In September 11, 2001—a day that will live in infamy in U.S. history—hijacked planes hit the World Trade Center in New York City and one side of the Pentagon in Washington, D.C., which experienced destruction. President George W. Bush’s administration started a war in Afghanistan on October 7, 2001, after quickly blaming Osama bin Laden, al-Qaeda, and Afghanistan’s Taliban for harboring bin Laden.
The Bush administration, however, had spurned an agreement by which the Taliban would have turned over bin Laden which was agreed to following al-Qaeda’s bombing of the U.S.S. Cole in October 2000. According to Kabir Mohabbat, an Afghan-American businessman and State Department envoy to the Taliban, by the end of 1999, in the face of crippling U.S. sanctions, the Taliban had come to see bin Laden and his training camps as “just a damn liability.”

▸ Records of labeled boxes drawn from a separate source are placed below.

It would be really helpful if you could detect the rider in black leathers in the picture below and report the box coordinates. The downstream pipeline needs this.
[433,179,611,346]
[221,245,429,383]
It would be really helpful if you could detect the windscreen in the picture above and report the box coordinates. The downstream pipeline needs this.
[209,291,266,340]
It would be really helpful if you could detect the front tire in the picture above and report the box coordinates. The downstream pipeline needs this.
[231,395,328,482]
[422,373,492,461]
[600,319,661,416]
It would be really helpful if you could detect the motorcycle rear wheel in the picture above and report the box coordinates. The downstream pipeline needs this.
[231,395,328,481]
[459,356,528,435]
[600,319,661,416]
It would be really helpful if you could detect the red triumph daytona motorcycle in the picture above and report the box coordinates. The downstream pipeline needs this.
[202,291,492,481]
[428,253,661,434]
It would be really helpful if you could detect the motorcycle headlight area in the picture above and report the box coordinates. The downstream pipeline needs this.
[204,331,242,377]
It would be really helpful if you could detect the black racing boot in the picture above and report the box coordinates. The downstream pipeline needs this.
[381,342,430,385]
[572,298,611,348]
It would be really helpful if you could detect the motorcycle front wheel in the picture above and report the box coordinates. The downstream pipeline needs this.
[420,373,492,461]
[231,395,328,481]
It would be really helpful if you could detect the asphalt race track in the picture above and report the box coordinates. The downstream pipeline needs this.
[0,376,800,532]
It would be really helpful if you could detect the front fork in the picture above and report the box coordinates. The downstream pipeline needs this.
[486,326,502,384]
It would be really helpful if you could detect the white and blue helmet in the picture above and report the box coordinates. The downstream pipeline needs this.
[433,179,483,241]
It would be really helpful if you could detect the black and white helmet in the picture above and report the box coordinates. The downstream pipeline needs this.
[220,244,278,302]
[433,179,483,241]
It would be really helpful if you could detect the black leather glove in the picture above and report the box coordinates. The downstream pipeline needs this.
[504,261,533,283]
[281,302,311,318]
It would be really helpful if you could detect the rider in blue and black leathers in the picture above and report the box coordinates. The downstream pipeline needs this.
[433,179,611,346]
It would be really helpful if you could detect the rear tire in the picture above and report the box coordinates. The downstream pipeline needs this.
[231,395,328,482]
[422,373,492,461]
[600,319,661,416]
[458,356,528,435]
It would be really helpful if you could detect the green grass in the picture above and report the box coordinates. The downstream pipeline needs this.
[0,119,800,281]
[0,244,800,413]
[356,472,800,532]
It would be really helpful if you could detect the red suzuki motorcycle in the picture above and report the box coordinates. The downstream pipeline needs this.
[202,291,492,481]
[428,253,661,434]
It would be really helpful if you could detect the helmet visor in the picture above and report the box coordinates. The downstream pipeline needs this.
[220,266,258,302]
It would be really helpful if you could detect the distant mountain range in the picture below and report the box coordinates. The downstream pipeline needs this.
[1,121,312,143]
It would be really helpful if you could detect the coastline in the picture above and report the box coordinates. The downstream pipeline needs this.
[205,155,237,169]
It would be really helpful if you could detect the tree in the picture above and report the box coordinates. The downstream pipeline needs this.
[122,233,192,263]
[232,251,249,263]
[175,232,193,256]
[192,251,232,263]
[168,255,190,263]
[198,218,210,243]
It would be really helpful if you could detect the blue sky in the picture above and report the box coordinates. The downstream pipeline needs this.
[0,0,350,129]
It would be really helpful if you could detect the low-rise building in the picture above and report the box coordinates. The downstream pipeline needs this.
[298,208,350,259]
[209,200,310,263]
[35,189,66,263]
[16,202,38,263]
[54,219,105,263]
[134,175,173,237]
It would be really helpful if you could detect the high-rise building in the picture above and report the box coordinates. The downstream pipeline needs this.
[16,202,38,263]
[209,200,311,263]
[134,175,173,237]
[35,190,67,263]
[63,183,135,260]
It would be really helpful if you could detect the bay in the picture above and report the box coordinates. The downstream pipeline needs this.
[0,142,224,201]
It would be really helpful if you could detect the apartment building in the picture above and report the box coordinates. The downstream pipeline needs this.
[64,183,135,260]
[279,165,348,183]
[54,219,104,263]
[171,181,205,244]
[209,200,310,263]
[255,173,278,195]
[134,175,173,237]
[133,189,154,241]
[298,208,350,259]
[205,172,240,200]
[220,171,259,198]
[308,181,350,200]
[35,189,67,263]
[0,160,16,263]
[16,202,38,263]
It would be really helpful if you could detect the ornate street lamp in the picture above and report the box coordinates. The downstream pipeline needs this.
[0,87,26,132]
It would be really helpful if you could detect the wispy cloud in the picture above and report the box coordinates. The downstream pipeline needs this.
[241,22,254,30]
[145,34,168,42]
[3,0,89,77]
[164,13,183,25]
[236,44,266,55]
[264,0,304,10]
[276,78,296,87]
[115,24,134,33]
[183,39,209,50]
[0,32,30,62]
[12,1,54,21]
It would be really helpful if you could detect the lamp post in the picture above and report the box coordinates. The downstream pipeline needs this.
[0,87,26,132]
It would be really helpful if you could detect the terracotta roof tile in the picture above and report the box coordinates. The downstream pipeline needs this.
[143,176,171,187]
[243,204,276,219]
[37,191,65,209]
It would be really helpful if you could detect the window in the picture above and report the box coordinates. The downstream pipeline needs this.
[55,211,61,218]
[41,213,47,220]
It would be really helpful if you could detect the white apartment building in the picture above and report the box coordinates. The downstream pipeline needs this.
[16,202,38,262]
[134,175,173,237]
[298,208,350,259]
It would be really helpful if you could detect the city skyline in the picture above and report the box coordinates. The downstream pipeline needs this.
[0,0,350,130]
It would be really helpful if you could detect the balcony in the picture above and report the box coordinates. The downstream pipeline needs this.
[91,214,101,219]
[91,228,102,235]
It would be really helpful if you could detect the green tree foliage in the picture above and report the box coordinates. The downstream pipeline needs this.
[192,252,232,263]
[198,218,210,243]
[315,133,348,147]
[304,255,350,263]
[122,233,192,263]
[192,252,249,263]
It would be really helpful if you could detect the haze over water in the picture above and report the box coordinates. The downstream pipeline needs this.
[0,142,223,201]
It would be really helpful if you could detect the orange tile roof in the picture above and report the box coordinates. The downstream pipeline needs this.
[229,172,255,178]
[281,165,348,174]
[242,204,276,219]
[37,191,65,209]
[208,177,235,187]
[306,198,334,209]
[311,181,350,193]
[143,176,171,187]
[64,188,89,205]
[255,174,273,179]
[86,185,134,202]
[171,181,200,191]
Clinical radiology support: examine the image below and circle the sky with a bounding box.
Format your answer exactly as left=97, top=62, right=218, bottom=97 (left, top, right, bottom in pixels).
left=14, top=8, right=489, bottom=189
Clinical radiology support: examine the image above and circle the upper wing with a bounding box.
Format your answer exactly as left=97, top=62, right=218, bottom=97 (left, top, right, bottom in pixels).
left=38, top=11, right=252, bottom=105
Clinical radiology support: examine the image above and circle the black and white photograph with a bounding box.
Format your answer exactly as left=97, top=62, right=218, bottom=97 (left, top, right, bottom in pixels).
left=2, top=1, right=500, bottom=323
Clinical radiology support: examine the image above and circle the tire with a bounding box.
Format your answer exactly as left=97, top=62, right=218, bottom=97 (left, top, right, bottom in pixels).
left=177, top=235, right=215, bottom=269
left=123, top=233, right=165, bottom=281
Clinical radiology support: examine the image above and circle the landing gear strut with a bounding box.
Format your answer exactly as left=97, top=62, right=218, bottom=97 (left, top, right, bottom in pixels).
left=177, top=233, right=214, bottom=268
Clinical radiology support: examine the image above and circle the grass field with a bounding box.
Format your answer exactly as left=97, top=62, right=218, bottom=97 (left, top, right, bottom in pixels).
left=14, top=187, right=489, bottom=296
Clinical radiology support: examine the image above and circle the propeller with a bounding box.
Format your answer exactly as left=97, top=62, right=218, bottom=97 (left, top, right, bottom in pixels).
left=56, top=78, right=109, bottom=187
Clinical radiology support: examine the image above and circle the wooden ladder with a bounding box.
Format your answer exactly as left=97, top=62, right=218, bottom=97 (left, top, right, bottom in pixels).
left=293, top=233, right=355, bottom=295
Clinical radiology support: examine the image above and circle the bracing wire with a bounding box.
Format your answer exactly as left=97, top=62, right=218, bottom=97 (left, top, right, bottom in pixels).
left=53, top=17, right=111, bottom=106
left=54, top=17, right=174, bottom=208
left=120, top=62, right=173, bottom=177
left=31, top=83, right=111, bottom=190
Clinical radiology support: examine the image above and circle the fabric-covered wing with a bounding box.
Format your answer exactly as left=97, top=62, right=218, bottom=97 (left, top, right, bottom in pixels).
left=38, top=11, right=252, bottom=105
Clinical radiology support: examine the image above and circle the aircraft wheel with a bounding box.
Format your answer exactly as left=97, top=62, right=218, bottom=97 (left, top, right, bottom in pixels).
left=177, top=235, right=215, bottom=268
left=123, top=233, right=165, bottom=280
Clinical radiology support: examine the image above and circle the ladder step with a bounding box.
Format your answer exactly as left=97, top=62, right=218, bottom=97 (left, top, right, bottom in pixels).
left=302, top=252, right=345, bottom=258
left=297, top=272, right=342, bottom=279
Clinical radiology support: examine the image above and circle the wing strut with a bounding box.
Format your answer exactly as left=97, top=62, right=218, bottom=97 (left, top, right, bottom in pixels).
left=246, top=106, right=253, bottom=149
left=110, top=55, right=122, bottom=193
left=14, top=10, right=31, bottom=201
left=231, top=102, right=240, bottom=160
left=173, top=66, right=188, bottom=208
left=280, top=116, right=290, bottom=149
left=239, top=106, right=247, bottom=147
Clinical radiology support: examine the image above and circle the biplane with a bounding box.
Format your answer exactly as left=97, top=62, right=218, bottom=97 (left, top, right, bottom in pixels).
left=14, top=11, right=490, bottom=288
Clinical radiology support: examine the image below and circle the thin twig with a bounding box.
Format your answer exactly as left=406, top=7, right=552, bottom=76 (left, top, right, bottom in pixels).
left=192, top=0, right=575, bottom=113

The fact that the Taliban then were hostile to bin Laden, and wanted to turn him over but were refused, indicates that the Bush administration had ulterior motives for invading Afghanistan. These motives apparently included gaining access to resources, particularly opium, to boost the US-dominated Western financial system.
Afghan’s Oil and Lithium
While organizations such as Architects and Engineers for 911 Truth’s nearly 3,500 industry professionals have provided a mass of evidence on the pre-planned demolition of the twin towers and World Trade Center 7,[1] Professor Peter Dale Scott and others unearthed evidence on the Bush administration’s real reason for invading Afghanistan. They say it was for access to its poppy fields and its proximity to oil resources.